Giving evidence, Rowe said he used the fake name so the men he met would not find online media reports about him. When officers tracked him down to his final victim’s house, police were handed his rucksack where a stash of ready-sabotaged condoms was found.
Inside they found three condoms. The wrappers, shown to the court as evidence, had a small rip and the ends of the condoms had been cut off before being rolled back into the black packaging.
One of the victims told how he found a broken, used condom in his sink after they had sex but Rowe denied it was his.
The hairdresser, who would post topless pictures of himself online, repeatedly defended his decisions to refuse medical treatment and have unprotected sex after being diagnosed, claiming he believed he was cured.
He said he read online that drinking urine was a cure but was too embarrassed to tell health professionals or sexual partners he was doing this regularly throughout the day.

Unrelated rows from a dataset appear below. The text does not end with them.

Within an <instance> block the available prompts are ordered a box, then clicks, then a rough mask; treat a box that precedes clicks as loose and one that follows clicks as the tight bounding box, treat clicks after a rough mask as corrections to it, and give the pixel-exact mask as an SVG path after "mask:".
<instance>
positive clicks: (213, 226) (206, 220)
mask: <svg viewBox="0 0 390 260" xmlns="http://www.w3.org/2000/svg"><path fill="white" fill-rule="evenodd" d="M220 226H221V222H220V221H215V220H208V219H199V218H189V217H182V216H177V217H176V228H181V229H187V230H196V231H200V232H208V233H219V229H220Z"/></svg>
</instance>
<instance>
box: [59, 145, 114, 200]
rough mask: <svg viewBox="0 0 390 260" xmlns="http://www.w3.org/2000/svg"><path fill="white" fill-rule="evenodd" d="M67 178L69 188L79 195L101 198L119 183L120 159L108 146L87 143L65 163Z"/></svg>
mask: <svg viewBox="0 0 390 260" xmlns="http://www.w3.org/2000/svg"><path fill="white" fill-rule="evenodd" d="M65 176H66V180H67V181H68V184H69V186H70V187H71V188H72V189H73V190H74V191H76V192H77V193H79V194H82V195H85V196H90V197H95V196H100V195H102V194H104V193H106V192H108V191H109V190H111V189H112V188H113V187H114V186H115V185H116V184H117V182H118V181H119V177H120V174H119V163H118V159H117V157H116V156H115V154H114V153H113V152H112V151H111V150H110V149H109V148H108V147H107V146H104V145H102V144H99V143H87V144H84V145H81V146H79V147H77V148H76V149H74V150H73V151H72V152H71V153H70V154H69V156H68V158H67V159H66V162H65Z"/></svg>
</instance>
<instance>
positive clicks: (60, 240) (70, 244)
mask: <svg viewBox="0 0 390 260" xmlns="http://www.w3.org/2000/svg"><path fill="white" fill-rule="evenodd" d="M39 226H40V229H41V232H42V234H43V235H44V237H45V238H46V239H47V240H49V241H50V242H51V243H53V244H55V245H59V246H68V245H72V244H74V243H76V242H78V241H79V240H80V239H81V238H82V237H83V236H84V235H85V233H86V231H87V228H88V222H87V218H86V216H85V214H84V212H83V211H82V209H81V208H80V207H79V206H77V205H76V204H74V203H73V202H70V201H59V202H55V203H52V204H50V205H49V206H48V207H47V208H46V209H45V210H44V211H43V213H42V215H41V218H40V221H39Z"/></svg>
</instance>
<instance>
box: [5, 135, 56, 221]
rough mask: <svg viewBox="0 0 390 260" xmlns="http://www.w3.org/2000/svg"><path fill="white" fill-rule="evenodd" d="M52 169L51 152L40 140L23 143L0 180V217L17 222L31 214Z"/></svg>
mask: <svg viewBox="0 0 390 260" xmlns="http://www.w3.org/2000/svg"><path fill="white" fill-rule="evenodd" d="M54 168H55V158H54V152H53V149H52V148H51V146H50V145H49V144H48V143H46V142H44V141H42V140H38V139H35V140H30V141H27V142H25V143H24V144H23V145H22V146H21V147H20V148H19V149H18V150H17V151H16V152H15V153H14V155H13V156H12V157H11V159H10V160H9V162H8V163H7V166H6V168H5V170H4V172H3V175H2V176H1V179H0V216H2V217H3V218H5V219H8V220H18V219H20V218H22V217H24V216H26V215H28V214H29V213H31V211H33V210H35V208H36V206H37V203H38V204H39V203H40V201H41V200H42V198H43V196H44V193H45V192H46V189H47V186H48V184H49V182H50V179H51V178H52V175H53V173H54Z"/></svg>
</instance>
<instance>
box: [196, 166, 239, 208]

He also said the police would not understand.
His claims were exposed as a convenient story he used to explain his actions and slither out of the allegations.
Rowe taunted his victims in texts suggesting he had HIV after they had sex.
TWO SIDES TO ‘HIPPIE’
DARYLL Rowe was described as a man with two sides to his personality.
He presented himself as a charming, obliging, softly spoken “vegan hippie” who was looking for love and a relationship.
But he was painted in court as someone who could become a “nasty, angry individual” and embarked on a “cynical” and “deliberate” campaign to infect male lovers with HIV.
Rowe told the court how he had learned to cope with panic attacks and anxiety through meditation, practised yoga and took a keen interest in healthy living.
He became a vegan after turning vegetarian at the age of 18 and said he chose to move to Brighton because of its gay and vegan-friendly atmosphere.
The 27-year-old was “very spiritual” and lived by the mantra of “love, life and positivity”.
He loved star signs, likening himself with characteristics of his Libra symbol of being “relationship orientated”, artistic, creative and balanced.
When he was diagnosed with HIV he claimed he coped well with the news and did not feel anger towards whoever had infected him.
After reading articles about the practice online, he tried urine therapy in a bid to rid himself of the illness. This eventually saw him drinking his own urine every morning and regularly throughout the day, he claimed.
This was supplemented with a whole range of natural remedies, oregano, coconut and olive leaf oils, which were reported online as also helping to combat HIV.
Rowe told the court he truly believed he had been cured of the virus by the time he moved to Brighton, even though he had not taken any medical tests to back this up.
The prosecution stripped away his “obliging” and unassuming persona, branding him a cruel and calculating liar.
The court heard how Rowe sent a string of “horrible” and “cruel” texts to several of his victims once they had been romantically involved and had been “playing” with them when they were worried and questioned his HIV status.